SPECTROGRAM-BASED CLASSIFICATION OF SPOKEN FOUL LANGUAGE USING DEEP CNN
Abdulaziz Saleh Ba Wazir, Hezerul Abdul Karim, Mohd Haris Lye Abdullah, Sarina Mansor, Nouar AlDahoul, Mohammad Faizal Ahmad Fauzi, John See
-
SPS
IEEE Members: $11.00
Non-members: $15.00Length: 10:36
Excessive content of profanity in audio and video files has proven to shape one’s character and behavior. Currently, conventional methods of manual detection and censorship are being used. Manual censorship method is time consuming and prone to misdetection of foul language. This paper proposed an intelligent model for foul language censorship through automated and robust detection by deep convolutional neural networks (CNNs).
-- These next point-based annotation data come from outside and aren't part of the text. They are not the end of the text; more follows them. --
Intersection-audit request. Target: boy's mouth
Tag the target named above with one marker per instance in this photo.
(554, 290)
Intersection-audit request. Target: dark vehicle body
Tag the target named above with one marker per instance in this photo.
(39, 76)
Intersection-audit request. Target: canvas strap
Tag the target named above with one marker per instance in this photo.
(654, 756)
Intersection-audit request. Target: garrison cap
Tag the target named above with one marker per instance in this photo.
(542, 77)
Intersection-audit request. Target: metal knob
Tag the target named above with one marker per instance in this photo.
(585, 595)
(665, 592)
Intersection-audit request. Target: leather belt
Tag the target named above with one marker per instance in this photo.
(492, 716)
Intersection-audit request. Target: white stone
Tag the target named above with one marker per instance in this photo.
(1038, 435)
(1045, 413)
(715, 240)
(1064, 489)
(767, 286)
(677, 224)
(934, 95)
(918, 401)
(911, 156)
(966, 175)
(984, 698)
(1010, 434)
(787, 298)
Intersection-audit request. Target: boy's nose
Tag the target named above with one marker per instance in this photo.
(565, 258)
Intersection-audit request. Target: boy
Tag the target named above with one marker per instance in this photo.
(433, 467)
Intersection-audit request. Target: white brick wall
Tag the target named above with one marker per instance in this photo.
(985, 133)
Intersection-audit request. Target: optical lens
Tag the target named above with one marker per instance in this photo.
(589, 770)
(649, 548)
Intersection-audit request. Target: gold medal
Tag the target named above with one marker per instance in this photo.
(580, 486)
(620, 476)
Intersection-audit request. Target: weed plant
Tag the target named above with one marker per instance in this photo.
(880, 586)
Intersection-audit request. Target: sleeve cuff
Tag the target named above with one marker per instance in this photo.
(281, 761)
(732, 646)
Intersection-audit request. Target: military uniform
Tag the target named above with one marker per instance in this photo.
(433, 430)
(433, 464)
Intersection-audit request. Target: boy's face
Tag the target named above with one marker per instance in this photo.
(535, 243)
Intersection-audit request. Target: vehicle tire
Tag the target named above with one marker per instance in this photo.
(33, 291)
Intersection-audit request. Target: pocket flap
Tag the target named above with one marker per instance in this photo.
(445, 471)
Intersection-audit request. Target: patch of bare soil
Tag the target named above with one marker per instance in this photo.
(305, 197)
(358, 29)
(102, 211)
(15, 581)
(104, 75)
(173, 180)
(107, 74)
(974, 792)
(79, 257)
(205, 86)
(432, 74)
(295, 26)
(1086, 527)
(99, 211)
A dataset of foul language was collected and processed for the computation of audio spectrogram images that serve as an input to evaluate the classification of foul language. The proposed model was first tested for 2-class (Foul vs Normal) classification problem, the foul class is then further decomposed into a 10-class classification problem for exact detection of profanity. Experimental results show the viability of proposed system by demonstrating high performance of curse words classification with 1.24-2.71 Error Rate (ER) for 2-class and 5.49-8.30 F1-score. Proposed Resnet50 architecture outperforms other models in terms of accuracy, sensitivity, specificity, F1-score.